Thanks to one of our office’s extracurricular activities, I was able to join Carlos Celdran’s All the Way Down to Chinatown tour on July 15.
The Binondo area or Chinatown is not entirely unknown to me. My brother’s ex-girlfriend lived in Binondo and he took me once or twice when he visited her. My mother, who was assigned to BIR Binondo years ago, introduced me to Jones Bridge, to Q. Paredes, to Ongpin, and Divi Mall. My friend Jen and I survived two Christmas shopping seasons in Tutuban.
This tour was different. I was expecting a tour full of sunshine and bunny rabbits (i.e., feel-good stuff); it was not. Instead, Carlos showed us a glimpse of Manila’s splendid past and its colorful but dulled present.
In one of the streets we visited, we looked at one dilapidated Spanish-style house. I was surprised when Carlos told us that we will go in. Inside were about ten different families living in the different rooms of that old house. Imagine a gated community crammed into just one structure. I’ll go back to this in a moment so for now, on with our tour.
After visiting the house, we went to El Hogar Filipino along Juan Luna Street. I understood that, back then, this was the Central Business District. It stood along the banks of the Pasig River. I could only imagine how beautiful it must have been back when the waters of the Pasig were pristine. And again, I could just imagine how grand El Hogar Filipino must have looked 70 years ago.
Next up was Ongpin. Now this street I knew, but what I did not know was one side street off it led to the oldest Chinese temple in Manila. We lit incense sticks and offered our prayers. Part of me was awed at this experience, part of me wondered if I was holding and waving the incense sticks right, and part of me thought of the opening scenes of Infernal Affairs 1 (I worship that movie, by the way).
We visited a Chinese restaurant and two bakeries in the Ongpin area, one of which Carlos described as the makers of the finest damn hopias around. After tasting that hopia, I agree with him. Apparently, my family did too. I remember buying 15 pieces of those hopias. They came in rather tiny packages. I bought them on Sunday and come Monday, they were all gone. Unfortunately, I cannot remember the store’s name nor the street name. I can only picture how to get there.
I am thankful I joined this tour because I have seen places I would never have visited. It was informative and entertaining—packed into a mere 2.5 hours. But what makes me appreciate a tour such as this is the way it made me think not just of sunshine and bunny rabbits. After all, real life is NOT just sunshine and bunny rabbits.
I am referring to our visit to that old Spanish-style house. It was an indescribable experience. When you visit a house, it’s customary that you greet the owner with a “hello” or a “good day.” Yet when we entered that house, I was speechless. All I did was look around me and half-listened to what Carlos was saying.

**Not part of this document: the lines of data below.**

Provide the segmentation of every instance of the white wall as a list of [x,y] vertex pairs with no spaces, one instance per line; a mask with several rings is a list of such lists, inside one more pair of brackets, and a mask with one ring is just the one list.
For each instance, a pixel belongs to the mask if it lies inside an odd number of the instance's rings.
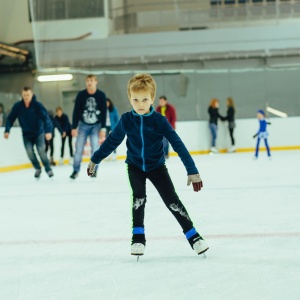
[[[51,40],[76,38],[92,32],[89,39],[102,39],[109,35],[111,20],[105,18],[55,20],[31,23],[29,1],[1,0],[0,41],[13,44],[22,40]],[[108,16],[107,4],[105,15]],[[32,27],[32,24],[35,27]]]
[[[290,117],[286,119],[271,118],[269,131],[270,147],[300,147],[300,135],[295,134],[295,130],[300,128],[300,117]],[[205,121],[178,122],[177,133],[189,151],[205,151],[210,148],[210,133],[208,124]],[[236,121],[235,139],[238,150],[255,147],[252,136],[258,130],[257,119],[242,119]],[[0,128],[0,172],[1,168],[27,164],[29,162],[22,141],[20,128],[12,128],[8,140],[3,137],[4,128]],[[264,146],[264,145],[262,145]],[[230,139],[227,130],[227,123],[219,124],[217,147],[220,149],[230,147]],[[89,147],[86,147],[86,153]],[[55,159],[59,159],[60,154],[60,134],[55,136]],[[66,143],[65,158],[68,158],[68,145]],[[117,149],[118,156],[126,155],[125,140]],[[87,157],[87,156],[86,156]]]
[[37,40],[60,40],[80,37],[92,33],[86,39],[103,39],[109,35],[108,18],[39,21],[34,23]]
[[1,0],[0,41],[15,43],[32,39],[33,32],[29,21],[28,1]]

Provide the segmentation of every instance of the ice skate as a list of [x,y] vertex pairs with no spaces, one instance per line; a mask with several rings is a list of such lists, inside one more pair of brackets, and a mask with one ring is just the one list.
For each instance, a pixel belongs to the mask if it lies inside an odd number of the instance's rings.
[[51,177],[53,177],[53,176],[54,176],[54,174],[53,174],[53,171],[52,171],[52,170],[49,170],[49,171],[47,172],[47,174],[48,174],[49,178],[51,178]]
[[36,169],[35,173],[34,173],[34,177],[36,179],[39,179],[41,177],[41,173],[42,173],[42,170],[41,169]]
[[53,157],[50,157],[50,166],[55,166],[55,165],[56,165],[56,163],[53,160]]
[[206,242],[200,237],[194,244],[193,249],[196,251],[198,255],[203,254],[205,251],[209,249]]
[[71,179],[76,179],[77,177],[78,177],[78,172],[76,171],[74,171],[70,176]]
[[219,150],[216,147],[211,147],[210,153],[219,153]]
[[236,151],[235,146],[232,146],[232,147],[228,150],[229,153],[234,153],[235,151]]
[[144,255],[145,245],[142,243],[134,243],[131,245],[131,255]]
[[92,175],[91,178],[96,178],[97,177],[97,171],[95,171]]

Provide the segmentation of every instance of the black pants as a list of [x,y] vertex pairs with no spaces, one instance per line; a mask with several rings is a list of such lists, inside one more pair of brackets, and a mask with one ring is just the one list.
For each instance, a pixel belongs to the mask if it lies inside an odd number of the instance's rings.
[[68,137],[68,141],[69,141],[70,156],[73,157],[72,134],[71,134],[71,131],[70,131],[65,137],[61,138],[61,150],[60,150],[60,157],[61,158],[64,157],[65,142],[66,142],[67,137]]
[[50,149],[50,157],[53,157],[53,153],[54,153],[53,138],[48,141],[45,139],[45,144],[46,144],[46,147],[45,147],[46,153],[48,152],[48,149]]
[[193,228],[193,222],[191,221],[185,207],[175,192],[174,185],[165,165],[162,165],[150,172],[143,172],[134,165],[128,165],[128,175],[133,197],[133,228],[144,228],[147,178],[153,183],[165,205],[182,227],[183,232],[186,233]]

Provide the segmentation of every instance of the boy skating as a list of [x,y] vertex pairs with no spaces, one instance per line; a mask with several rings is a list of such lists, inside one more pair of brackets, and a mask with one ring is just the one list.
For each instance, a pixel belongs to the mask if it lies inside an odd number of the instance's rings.
[[145,250],[144,211],[147,178],[177,219],[191,247],[197,254],[204,253],[208,246],[194,228],[165,166],[163,138],[171,143],[181,158],[187,170],[188,185],[193,183],[194,191],[198,192],[203,185],[195,163],[168,120],[152,107],[156,94],[156,84],[152,76],[135,75],[128,82],[127,92],[133,110],[122,115],[115,129],[95,151],[87,169],[88,175],[94,174],[96,165],[113,152],[126,135],[126,163],[133,197],[131,254],[143,255]]

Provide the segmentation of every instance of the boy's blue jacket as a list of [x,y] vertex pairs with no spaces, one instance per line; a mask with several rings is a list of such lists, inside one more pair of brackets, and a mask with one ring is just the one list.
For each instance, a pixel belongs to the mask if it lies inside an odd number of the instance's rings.
[[33,95],[28,108],[26,108],[23,100],[14,104],[7,117],[5,132],[10,131],[17,118],[24,137],[35,138],[44,132],[52,132],[53,126],[48,112],[44,105],[36,100],[35,95]]
[[123,114],[115,129],[95,151],[92,162],[100,163],[121,144],[125,135],[126,163],[133,164],[144,172],[160,167],[165,163],[162,142],[165,137],[181,158],[187,174],[198,174],[191,155],[167,118],[155,112],[152,107],[146,115],[138,115],[134,110]]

We went up to another floor of the house and saw people going about their daily lives—doing the laundry, fetching water, playing tong-its. We entered one of the “homes” and looked around. To me, it was just like going inside a gallery.
It was only until later that I realized that I haven’t even greeted the residents a “good afternoon” or thanked them for letting us peek inside THEIR HOMES. Until now, I still cannot accurately describe how I felt.
Part of me felt guilty because I felt I was intruding in their personal space. Imagine having a stranger look inside your room.
Part of me was dazed that these living conditions do exist. It is one thing to read about them or see them in movies or television, but another thing to see them firsthand. And these families pay, what, P2,000 per month to rent that small space and have very little privacy.
Part of me is ashamed to admit that I do not know the solution to their problems. I could only hope and pray for them.
(I pause as I picture that day’s events in my mind again.)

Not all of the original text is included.